Pulisic, infatti, si è fermato per un fastidio alla coscia destra avvertito mercoledì mattina. Gli esami hanno escluso lesioni, ma l’americano non si è allenato col gruppo e verrà gestito con grande prudenza. Lo staff teme una ricaduta, considerato che lo stop di ottobre – lesione al bicipite femorale, stessa zona – lo aveva già tenuto lontano dal campo per quasi un mese. L’idea è evitare qualsiasi rischio: Pulisic molto probabilmente sarà in tribuna contro la Lazio.
Nessuna possibilità nemmeno per Gimenez, ancora alle prese con la caviglia dolorante. L’attaccante sta svolgendo lavoro personalizzato e tornerà in gruppo solo la prossima settimana.E così, al fianco dell’unico vero punto fermo, Rafael Leao, la scelta sarà un ballottaggio tra Nkunku e Loftus-Cheek.
NKUNKU, TALENTO IN CERCA DI SBLOCCO
Leao e Nkunku hanno già giocato insieme dal 1’ in due occasioni: il successo contro la Roma e il pari di Parma. Rafa ha inciso con un assist e un gol; il francese, invece, non ha lasciato tracce significative ed è ancora a caccia del suo primo graffio in Serie A.
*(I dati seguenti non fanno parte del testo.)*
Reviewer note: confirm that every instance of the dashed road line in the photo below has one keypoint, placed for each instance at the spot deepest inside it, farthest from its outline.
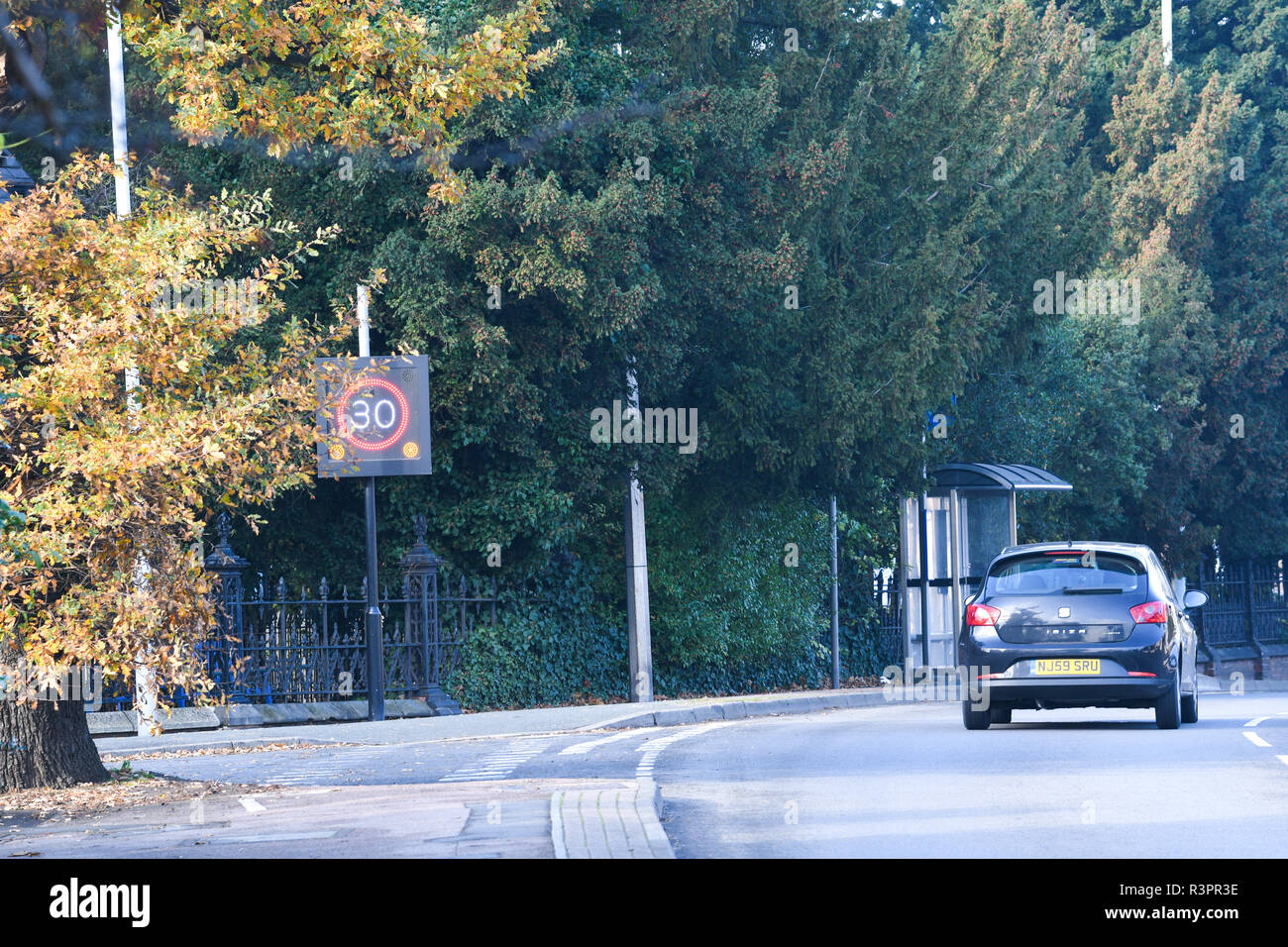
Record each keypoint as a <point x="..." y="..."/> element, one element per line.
<point x="501" y="763"/>
<point x="653" y="749"/>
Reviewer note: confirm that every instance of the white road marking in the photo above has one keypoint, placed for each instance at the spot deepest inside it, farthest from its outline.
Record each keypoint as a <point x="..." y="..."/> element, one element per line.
<point x="653" y="749"/>
<point x="578" y="749"/>
<point x="501" y="763"/>
<point x="278" y="836"/>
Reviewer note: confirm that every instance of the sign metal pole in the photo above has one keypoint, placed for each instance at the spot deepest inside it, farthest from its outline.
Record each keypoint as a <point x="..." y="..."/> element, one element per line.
<point x="375" y="633"/>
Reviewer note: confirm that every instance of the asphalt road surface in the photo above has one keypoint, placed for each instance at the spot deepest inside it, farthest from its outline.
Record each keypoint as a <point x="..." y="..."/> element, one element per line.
<point x="894" y="781"/>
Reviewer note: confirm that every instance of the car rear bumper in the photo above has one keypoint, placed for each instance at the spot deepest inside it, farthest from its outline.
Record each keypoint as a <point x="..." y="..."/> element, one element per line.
<point x="1074" y="692"/>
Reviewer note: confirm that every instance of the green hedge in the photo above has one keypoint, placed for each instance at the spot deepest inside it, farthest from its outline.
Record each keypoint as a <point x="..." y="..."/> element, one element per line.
<point x="729" y="616"/>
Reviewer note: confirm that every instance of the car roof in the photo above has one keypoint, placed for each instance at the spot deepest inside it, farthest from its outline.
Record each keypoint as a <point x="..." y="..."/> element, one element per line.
<point x="1126" y="548"/>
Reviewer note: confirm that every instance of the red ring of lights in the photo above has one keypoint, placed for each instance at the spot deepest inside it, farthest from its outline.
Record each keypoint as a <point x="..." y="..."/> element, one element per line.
<point x="402" y="408"/>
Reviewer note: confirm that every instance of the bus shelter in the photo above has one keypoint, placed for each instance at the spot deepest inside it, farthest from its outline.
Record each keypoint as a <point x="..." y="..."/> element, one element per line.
<point x="947" y="538"/>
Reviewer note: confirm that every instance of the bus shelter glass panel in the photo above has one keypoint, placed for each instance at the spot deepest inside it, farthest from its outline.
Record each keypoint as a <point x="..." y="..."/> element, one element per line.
<point x="940" y="613"/>
<point x="987" y="527"/>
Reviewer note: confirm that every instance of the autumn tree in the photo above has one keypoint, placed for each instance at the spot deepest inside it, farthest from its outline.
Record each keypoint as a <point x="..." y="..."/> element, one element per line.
<point x="106" y="492"/>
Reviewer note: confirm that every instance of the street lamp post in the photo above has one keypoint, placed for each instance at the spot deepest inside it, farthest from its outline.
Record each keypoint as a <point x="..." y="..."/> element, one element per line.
<point x="145" y="681"/>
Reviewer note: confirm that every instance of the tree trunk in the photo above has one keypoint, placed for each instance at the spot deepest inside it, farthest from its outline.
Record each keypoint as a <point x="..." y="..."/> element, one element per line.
<point x="47" y="744"/>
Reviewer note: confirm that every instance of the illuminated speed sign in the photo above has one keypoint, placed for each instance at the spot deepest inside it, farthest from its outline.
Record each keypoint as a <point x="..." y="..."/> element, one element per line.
<point x="374" y="416"/>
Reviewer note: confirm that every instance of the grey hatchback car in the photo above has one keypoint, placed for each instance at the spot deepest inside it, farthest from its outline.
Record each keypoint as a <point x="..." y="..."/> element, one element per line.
<point x="1080" y="625"/>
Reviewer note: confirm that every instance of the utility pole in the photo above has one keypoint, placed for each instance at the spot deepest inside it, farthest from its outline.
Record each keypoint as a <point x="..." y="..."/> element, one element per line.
<point x="639" y="637"/>
<point x="375" y="631"/>
<point x="1167" y="33"/>
<point x="145" y="680"/>
<point x="836" y="609"/>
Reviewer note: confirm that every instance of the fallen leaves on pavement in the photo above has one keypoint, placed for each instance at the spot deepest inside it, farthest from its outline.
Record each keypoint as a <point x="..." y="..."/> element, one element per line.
<point x="124" y="789"/>
<point x="220" y="750"/>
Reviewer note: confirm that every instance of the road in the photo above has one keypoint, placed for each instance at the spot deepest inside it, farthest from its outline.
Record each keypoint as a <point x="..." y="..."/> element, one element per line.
<point x="890" y="781"/>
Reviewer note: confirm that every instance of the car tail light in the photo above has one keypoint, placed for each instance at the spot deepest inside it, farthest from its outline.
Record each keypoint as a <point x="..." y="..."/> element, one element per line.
<point x="982" y="615"/>
<point x="1149" y="613"/>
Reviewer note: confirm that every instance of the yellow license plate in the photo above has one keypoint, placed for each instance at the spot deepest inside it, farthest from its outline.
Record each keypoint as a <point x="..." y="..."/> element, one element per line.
<point x="1068" y="665"/>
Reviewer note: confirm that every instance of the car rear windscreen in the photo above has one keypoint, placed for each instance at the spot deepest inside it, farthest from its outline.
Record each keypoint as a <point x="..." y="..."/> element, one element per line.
<point x="1067" y="574"/>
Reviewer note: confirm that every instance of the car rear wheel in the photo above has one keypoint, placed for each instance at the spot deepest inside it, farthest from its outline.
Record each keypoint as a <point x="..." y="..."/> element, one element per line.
<point x="975" y="719"/>
<point x="1167" y="709"/>
<point x="1190" y="705"/>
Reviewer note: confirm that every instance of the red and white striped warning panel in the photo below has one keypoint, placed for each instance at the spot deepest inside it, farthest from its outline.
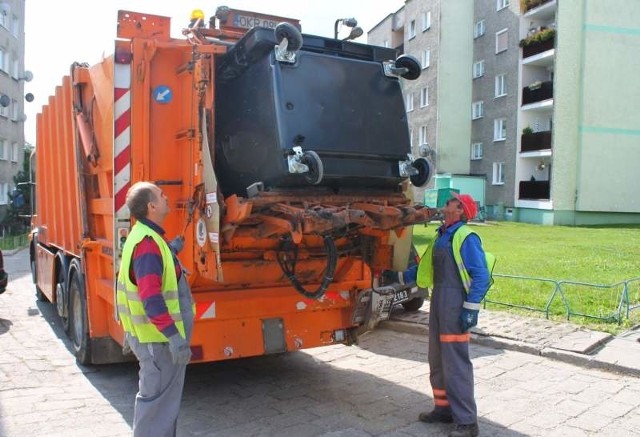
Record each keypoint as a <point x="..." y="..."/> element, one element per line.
<point x="122" y="138"/>
<point x="205" y="310"/>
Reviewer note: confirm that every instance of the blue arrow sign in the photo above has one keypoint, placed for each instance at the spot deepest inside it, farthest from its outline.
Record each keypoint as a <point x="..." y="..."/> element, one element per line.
<point x="162" y="94"/>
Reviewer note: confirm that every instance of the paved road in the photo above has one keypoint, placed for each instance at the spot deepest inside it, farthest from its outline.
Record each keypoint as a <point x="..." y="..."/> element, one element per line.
<point x="377" y="388"/>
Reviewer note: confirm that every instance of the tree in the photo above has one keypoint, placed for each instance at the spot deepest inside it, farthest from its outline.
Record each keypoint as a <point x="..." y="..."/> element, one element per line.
<point x="17" y="219"/>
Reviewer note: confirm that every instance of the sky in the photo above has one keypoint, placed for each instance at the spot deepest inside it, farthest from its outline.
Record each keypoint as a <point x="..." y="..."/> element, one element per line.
<point x="61" y="32"/>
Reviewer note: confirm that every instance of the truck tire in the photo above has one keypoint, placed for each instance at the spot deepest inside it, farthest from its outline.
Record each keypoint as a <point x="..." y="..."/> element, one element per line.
<point x="62" y="301"/>
<point x="413" y="305"/>
<point x="40" y="297"/>
<point x="425" y="171"/>
<point x="78" y="319"/>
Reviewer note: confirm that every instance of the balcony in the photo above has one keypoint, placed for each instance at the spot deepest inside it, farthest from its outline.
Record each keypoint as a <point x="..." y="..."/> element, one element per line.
<point x="534" y="190"/>
<point x="538" y="47"/>
<point x="527" y="5"/>
<point x="537" y="92"/>
<point x="535" y="141"/>
<point x="539" y="40"/>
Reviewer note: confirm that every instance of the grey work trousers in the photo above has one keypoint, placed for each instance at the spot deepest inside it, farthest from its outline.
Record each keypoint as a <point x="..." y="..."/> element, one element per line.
<point x="161" y="382"/>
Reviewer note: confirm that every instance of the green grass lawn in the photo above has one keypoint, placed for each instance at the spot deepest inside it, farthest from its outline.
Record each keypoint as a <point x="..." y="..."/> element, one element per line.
<point x="600" y="255"/>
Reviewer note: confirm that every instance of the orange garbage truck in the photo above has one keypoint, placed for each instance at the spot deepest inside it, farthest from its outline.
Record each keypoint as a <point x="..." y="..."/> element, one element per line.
<point x="286" y="159"/>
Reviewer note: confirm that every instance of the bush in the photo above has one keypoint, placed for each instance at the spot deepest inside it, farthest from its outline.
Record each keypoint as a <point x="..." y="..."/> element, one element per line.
<point x="538" y="37"/>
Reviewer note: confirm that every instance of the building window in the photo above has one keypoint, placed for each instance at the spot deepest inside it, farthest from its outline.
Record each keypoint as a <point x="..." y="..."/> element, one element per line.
<point x="426" y="20"/>
<point x="499" y="129"/>
<point x="501" y="85"/>
<point x="15" y="70"/>
<point x="501" y="4"/>
<point x="14" y="110"/>
<point x="424" y="97"/>
<point x="498" y="173"/>
<point x="478" y="69"/>
<point x="422" y="135"/>
<point x="412" y="29"/>
<point x="477" y="110"/>
<point x="502" y="41"/>
<point x="409" y="102"/>
<point x="478" y="29"/>
<point x="14" y="152"/>
<point x="426" y="58"/>
<point x="15" y="27"/>
<point x="476" y="151"/>
<point x="4" y="192"/>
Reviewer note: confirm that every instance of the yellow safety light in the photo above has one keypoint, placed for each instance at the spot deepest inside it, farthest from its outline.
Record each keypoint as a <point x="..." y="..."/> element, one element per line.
<point x="197" y="13"/>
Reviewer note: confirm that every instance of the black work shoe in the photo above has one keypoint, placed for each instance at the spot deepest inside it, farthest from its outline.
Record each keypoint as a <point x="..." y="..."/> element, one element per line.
<point x="470" y="430"/>
<point x="441" y="415"/>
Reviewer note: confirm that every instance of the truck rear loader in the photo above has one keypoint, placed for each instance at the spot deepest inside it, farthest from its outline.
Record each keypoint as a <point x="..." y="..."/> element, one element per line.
<point x="286" y="159"/>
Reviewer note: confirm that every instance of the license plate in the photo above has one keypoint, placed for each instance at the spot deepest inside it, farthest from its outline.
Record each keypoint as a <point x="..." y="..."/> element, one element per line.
<point x="401" y="296"/>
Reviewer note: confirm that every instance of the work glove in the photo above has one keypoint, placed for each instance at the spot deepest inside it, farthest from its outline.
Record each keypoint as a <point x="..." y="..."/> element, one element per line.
<point x="176" y="244"/>
<point x="391" y="276"/>
<point x="180" y="350"/>
<point x="468" y="319"/>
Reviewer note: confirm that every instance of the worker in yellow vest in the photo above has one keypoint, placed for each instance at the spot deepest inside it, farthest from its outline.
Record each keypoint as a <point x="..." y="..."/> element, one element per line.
<point x="455" y="268"/>
<point x="155" y="309"/>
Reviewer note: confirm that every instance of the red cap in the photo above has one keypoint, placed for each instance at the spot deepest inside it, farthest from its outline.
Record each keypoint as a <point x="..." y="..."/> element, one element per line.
<point x="468" y="205"/>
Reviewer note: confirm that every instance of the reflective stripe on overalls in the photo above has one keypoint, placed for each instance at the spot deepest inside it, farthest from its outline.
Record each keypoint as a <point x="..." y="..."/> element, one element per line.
<point x="130" y="307"/>
<point x="451" y="371"/>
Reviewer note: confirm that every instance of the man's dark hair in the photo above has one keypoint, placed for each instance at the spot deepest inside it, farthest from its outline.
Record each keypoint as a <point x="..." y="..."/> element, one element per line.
<point x="138" y="198"/>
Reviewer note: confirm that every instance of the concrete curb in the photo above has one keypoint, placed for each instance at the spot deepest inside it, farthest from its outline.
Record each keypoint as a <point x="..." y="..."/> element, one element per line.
<point x="586" y="361"/>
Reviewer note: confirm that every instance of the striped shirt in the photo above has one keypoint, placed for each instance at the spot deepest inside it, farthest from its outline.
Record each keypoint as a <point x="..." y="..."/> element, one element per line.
<point x="146" y="273"/>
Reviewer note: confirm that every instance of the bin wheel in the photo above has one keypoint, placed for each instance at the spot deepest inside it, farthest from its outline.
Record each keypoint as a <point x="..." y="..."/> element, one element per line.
<point x="411" y="64"/>
<point x="293" y="35"/>
<point x="413" y="305"/>
<point x="424" y="172"/>
<point x="78" y="319"/>
<point x="316" y="169"/>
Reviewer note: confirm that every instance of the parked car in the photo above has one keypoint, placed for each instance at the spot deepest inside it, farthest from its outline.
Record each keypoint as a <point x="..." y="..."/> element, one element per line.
<point x="4" y="278"/>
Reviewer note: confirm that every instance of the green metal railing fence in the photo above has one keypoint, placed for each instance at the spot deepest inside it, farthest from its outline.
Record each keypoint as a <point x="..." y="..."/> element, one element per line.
<point x="607" y="303"/>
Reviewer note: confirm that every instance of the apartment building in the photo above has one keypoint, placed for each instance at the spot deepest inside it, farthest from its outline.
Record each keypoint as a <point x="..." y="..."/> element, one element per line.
<point x="551" y="123"/>
<point x="12" y="78"/>
<point x="494" y="104"/>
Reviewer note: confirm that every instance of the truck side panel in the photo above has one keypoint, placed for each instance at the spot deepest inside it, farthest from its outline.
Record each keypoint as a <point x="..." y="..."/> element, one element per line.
<point x="58" y="174"/>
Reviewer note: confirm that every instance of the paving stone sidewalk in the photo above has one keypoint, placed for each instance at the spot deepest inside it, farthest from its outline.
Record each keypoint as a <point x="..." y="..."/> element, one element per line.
<point x="561" y="341"/>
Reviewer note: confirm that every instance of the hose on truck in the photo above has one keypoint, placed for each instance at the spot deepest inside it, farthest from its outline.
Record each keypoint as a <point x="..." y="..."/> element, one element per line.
<point x="288" y="265"/>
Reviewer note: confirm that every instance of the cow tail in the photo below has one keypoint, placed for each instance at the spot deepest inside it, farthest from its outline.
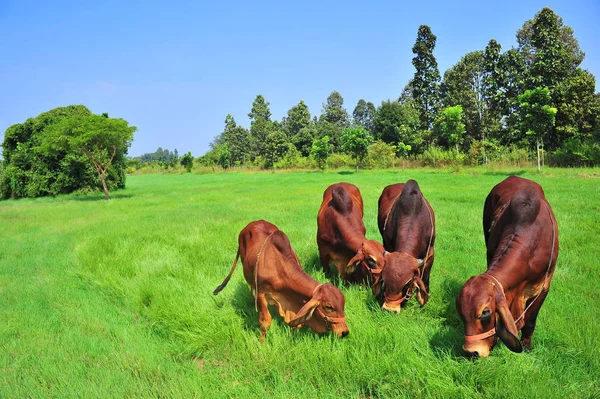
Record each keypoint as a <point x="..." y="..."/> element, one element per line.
<point x="224" y="283"/>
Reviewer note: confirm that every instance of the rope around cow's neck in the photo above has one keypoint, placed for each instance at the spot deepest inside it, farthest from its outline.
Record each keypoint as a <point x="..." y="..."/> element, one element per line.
<point x="256" y="271"/>
<point x="430" y="220"/>
<point x="547" y="270"/>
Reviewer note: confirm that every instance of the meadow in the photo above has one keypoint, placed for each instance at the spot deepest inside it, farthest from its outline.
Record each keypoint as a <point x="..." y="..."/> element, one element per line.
<point x="114" y="298"/>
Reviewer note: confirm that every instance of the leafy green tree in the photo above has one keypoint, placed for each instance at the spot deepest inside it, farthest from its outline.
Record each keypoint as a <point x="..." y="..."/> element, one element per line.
<point x="99" y="138"/>
<point x="276" y="147"/>
<point x="34" y="167"/>
<point x="425" y="84"/>
<point x="396" y="123"/>
<point x="304" y="138"/>
<point x="449" y="126"/>
<point x="321" y="148"/>
<point x="237" y="139"/>
<point x="334" y="111"/>
<point x="260" y="127"/>
<point x="222" y="156"/>
<point x="552" y="56"/>
<point x="463" y="85"/>
<point x="298" y="117"/>
<point x="356" y="143"/>
<point x="260" y="109"/>
<point x="187" y="161"/>
<point x="547" y="42"/>
<point x="363" y="114"/>
<point x="332" y="130"/>
<point x="537" y="114"/>
<point x="381" y="154"/>
<point x="493" y="96"/>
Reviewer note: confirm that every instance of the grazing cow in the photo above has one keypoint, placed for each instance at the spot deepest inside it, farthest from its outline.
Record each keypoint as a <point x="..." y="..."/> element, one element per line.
<point x="407" y="225"/>
<point x="273" y="271"/>
<point x="521" y="236"/>
<point x="341" y="235"/>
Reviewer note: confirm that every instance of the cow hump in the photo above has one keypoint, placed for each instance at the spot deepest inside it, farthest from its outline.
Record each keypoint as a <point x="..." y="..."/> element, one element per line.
<point x="411" y="198"/>
<point x="341" y="200"/>
<point x="525" y="206"/>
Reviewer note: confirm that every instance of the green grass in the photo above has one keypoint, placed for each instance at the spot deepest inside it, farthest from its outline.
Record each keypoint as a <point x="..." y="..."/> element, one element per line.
<point x="114" y="299"/>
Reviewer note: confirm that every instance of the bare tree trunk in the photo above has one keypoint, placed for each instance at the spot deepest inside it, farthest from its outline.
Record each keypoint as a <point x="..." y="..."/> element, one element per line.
<point x="543" y="154"/>
<point x="104" y="186"/>
<point x="538" y="152"/>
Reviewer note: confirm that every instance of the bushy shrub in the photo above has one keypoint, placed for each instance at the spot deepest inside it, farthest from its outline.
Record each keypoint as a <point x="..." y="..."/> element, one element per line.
<point x="381" y="155"/>
<point x="293" y="159"/>
<point x="336" y="161"/>
<point x="436" y="156"/>
<point x="576" y="153"/>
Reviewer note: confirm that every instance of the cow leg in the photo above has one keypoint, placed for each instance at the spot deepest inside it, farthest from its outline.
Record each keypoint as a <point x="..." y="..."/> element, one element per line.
<point x="264" y="317"/>
<point x="530" y="319"/>
<point x="324" y="257"/>
<point x="427" y="269"/>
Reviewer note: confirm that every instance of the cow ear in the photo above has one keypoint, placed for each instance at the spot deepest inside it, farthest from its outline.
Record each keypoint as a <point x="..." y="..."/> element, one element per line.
<point x="305" y="313"/>
<point x="378" y="287"/>
<point x="505" y="326"/>
<point x="422" y="294"/>
<point x="355" y="262"/>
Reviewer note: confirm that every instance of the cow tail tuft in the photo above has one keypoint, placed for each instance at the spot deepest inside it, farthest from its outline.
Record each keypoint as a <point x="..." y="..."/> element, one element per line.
<point x="224" y="283"/>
Rabiot lo ha difeso pubblicamente: «Ha talento, deve solo prendere ritmo». Allegri lo sa: per esplodere, Nkunku deve giocare. Ma schierarlo dal 1’ toglierebbe al tecnico un possibile cambio offensivo “vero”.
LOFTUS-CHEEK, L’ARMA POLIVALENTE
L’inglese è l’alternativa più solida. Può fare diversi ruoli: mezzala, trequartista, esterno e seconda punta. Ha già segnato – a Lecce – ed è uno dei fedelissimi di Max. Ma usarlo dall’inizio priverebbe il Milan di una delle sue risorse tattiche migliori per cambiare l’inerzia a gara in corso.
L’OTTAVA COPPIA DELL’ANNO
Se Loftus-Cheek dovesse affiancare Leao, sarebbe l’ottava combinazione offensiva diversa nelle prime tredici giornate. Un dato che racconta bene la costante emergenza del reparto avanzato rossonero.Curiosamente, la coppia più utilizzata finora – Gimenez-Pulisic – sarà completamente assente. E la seconda per presenze, Gimenez-Leao, non ha mai regalato tre punti.
Allegri dovrà quindi inventare ancora. A San Siro arriverà una Lazio alla ricerca di punti pesanti, mentre il Milan cerca stabilità e continuità. La certezza si chiama Leao: l’incognita, come sempre, chi giocherà con lui.